OXFORD, Miss. – Sebastian Saiz took off his googles and stood alone at midcourt after Ole Miss (22-14) was eliminated from the quarterfinals of the National Invitation Tournament by Georgia Tech, 74-66, late Tuesday night.
While standing atop the school’s logo, Saiz looked into the stands of the sold out arena before then deciding to take one final lap around The Pavilion to say goodbye to fans and students at Ole Miss. It was the curtain call of one of the nation’s top collegiate basketball players.
His face made it clear he didn’t want the Rebels’ run in the NIT to end. Saiz hoped to end his career in New York City, hoisting the NIT Championship Trophy in Madison Square Garden as a lasting way to commemorate the overall success of the Rebels during his time as a player.
But Saiz’s place in Ole Miss men’s basketball history has already been solidified in the hearts and minds of his coaching staff, teammates, friends, family, and fans who have watched him dominate the college basketball circuit the last two seasons.
Saiz finishes career with 32nd double-double
The Yellow Jackets (20-15) had a difficult time containing the 6-foot-9 Saiz, who was able to knock down hook shots over the taller Ben Lammers, who guarded the Rebels’ forward for most of the game. Saiz finished with 19 points and 15 points, which marked his 23rd double-double of the season and 32nd of his career.

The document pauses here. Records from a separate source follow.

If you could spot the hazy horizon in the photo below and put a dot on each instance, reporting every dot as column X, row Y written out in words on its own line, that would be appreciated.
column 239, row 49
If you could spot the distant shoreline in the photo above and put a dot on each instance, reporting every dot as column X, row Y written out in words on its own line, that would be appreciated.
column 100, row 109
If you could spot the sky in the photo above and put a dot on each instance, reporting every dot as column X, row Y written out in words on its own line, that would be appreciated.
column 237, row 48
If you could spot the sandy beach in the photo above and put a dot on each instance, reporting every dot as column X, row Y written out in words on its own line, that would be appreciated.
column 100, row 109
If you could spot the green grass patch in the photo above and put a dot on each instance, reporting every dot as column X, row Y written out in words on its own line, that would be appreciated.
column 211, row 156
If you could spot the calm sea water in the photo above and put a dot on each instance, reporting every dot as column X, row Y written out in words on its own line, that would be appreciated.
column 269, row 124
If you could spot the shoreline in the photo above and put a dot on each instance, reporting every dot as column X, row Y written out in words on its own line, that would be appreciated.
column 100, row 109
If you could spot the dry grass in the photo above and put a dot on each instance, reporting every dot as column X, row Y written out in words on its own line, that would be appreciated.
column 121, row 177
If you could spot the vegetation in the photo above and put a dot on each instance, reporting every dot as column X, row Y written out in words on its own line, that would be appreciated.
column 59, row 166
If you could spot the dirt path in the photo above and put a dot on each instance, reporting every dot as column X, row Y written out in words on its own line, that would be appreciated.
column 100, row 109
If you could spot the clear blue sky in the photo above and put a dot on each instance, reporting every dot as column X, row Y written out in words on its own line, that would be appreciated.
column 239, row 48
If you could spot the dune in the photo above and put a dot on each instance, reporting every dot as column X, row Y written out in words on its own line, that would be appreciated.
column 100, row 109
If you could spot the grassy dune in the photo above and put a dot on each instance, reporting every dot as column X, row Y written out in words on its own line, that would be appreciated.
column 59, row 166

He made 8 of 11 shots from the field, including going 3 of 4 from the free throw line. And even though his stellar performance wasn’t quite enough to get Ole Miss to the NIT Final Four, Saiz received praise from Georgia Tech’s head coach Josh Pastner about what makes him such a difficult matchup for opponents.

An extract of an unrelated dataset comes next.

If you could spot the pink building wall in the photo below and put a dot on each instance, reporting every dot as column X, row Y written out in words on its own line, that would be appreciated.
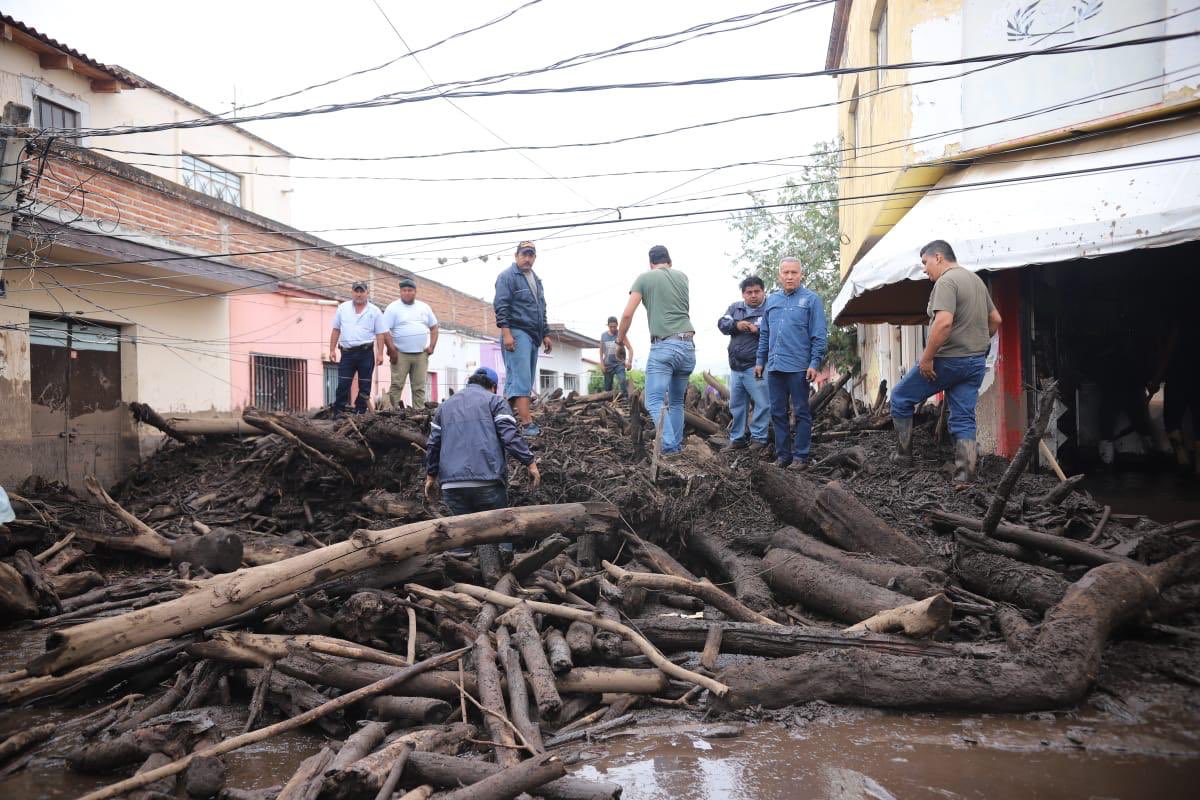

“We know he’s really good,” Pastner said about Saiz, who also added two assists, two steals, and one block. “I remember from last year he kick our rear end when I was the coach at Memphis.
“I felt, even from my experience of dealing with him last year, we needed to do a good job of shrinking the floor, keeping it crowded, and making sure he sees bodies. He still played well; I mean he was 8 for 11. We didn’t do that great of a job. He had a double-double.”

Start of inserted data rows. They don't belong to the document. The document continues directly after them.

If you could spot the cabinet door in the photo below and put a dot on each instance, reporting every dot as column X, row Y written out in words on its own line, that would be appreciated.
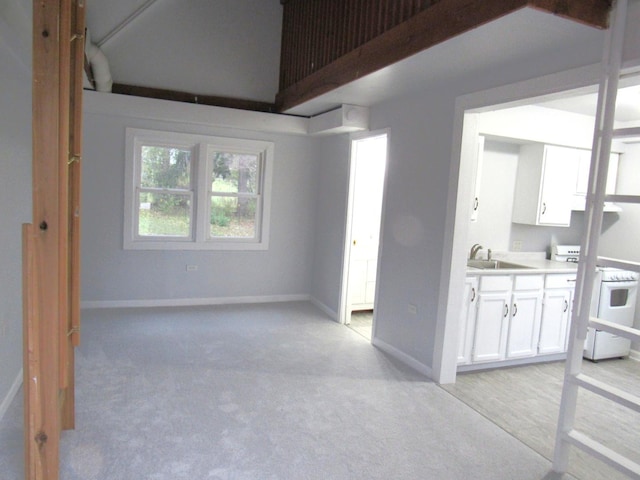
column 524, row 324
column 489, row 343
column 466, row 324
column 557, row 187
column 556, row 313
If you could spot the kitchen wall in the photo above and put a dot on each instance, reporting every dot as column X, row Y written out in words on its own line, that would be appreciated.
column 494, row 228
column 112, row 276
column 15, row 185
column 620, row 240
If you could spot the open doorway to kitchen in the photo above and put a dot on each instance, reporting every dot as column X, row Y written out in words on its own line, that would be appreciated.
column 524, row 398
column 366, row 185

Memphis head coach Josh Pastner on Sebastian Saiz
Saiz reaches a mountain of milestones
Saiz’ 23 double-doubles were a single-season school record, but the Madrid, Spain native reached other milestones Tuesday night. He became the seventh player – just the second player in Ole Miss history alongside Murphy Holloway – in Southeastern Conference history to score 1,000 points, grab 1,000 rebounds, and block 100 shots, and finishes his Rebel career ranked second in rebounds, fifth in blocked shots, fifth in double-doubles, and 23rd in points scored.
Coach Kennedy will miss the “tremendous kid”
It may be a long time before Andy Kennedy gets to coach another post player like Saiz, who was consistent night-in and night-out for Ole Miss.
It may also be a long time before another post player walks into Oxford and repeats Saiz’s success.
Kennedy was asked after the game about the type of person Saiz is. The Rebels’ 11th-year head coach used just one narrative: tremendous.
“He’s been a tremendous player. Today was his 23rd double-double of the season. That’s pretty amazing to get 23 double-doubles in a power five league.”
Andy Kennedy on Saiz
Kennedy reflected further on what Saiz has meant to Ole Miss and offered effusive praise of his star player.
“He’s a great kid. He has maximized his college experience. He’s really what it’s about. He came over here and he has maximized it. He’s a good kid that’s very active in a lot things other than being a good basketball player. I couldn’t be more pleased. He’s a tremendous kid and his loss will be felt, but I’m proud to see the man he leaves here being.”
Andy Kennedy on Saiz
With talented players like Breein Tyree, Terence Davis, Justas Furmanavicius, Deandre Burnett and Cullen Neal returning, along with some top incoming recruits, the future of Ole Miss men’s basketball is bright. However, it won’t be quite the same without “Sebas,” as Saiz is affectionately known. His presence will be missed.
Ole Miss finished the year with 20 wins for the ninth time in 11 seasons under head coach Andy Kennedy. The Rebels had just seven 20-win seasons in the 96 years prior to Kennedy’s arrival.